Gabapentin for RLS Patients

Gabapentin is an epilepsy drug, a form of which is sometimes prescribed for severe cases of restless leg syndrome.  It is a GABA (Gamma-Aminobutyric acid) analogue.  GABA is a major neurotransmitter in the brain. Gabapentin is sold under the brand name Neurontin (and Fanatrex and other brands) and is employed for headache pain in addition to epilepsy.  

The drug company XenoPort Inc markets gabapentin enacarbil, a prodrug that turns into gabapentin inside the body, under the brand name Horizant®. Giving the patient the drug in this form overcomes some of the imitations that gabapentin used as an epilepsy drug has in treatment of RLS: namely short half-life and variable bioavailability.

The FDA approved gabapentin enacarbil for RLS in 2011.  Other forms of gabapentin are not labeled for RLS. These are pills that are taken in the evening.  Dosage is 600 mg of gabapentin enacarbil.

Several clinical trials around the world have found gabapentin
enacarbi helps with RLS and is tolerated within reason.  A big study published in 2010 concluded the drug could be useful for people with moderate to severe RLS for as long as nine months. Another study found it worked well as long as a year.

An Austrian study purported to look at gabapentin versus ropinirole for RLS but concluded that they both work.  Neither was said to be better than the other.

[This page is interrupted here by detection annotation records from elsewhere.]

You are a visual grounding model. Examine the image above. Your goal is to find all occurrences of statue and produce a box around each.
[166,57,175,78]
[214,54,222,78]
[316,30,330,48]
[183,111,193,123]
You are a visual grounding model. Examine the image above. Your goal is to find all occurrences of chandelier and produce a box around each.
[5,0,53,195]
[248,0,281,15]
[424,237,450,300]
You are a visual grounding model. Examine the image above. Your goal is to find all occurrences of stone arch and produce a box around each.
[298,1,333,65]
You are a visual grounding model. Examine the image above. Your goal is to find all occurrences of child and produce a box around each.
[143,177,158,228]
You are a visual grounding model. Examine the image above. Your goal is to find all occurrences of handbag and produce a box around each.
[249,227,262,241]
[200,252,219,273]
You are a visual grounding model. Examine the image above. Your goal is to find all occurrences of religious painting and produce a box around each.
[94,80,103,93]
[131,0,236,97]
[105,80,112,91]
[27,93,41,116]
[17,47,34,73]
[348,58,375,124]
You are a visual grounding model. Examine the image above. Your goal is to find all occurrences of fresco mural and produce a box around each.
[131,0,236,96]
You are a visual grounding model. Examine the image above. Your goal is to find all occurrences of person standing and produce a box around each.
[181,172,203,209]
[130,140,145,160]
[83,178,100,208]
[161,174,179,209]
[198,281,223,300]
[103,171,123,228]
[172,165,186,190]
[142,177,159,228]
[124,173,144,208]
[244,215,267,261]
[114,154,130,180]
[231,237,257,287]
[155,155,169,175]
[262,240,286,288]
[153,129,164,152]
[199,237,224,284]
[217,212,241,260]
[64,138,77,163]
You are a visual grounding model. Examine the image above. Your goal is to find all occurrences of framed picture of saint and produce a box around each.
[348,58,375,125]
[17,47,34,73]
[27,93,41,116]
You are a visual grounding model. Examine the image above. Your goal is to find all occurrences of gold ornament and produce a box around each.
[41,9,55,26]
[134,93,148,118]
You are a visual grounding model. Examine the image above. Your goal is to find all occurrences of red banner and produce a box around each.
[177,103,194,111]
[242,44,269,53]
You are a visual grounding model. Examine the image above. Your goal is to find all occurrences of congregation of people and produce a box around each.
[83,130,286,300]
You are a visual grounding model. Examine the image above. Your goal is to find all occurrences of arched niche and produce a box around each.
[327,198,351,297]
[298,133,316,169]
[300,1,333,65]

A Spanish study found that not only does gabapentin enacarbil help relieve RLS symptoms, but it also helps sleep architecture.

Gabapentin is classified as an alpha-2 delta drug because it binds to a protein important in the calcium channel.

There are many potential side effects.  Bad ones include swelling in the head area, rash, and hoarseness.  It can also cause changes in mental health in a small number of people.  Be sure to mention side effects to the prescribing doctor.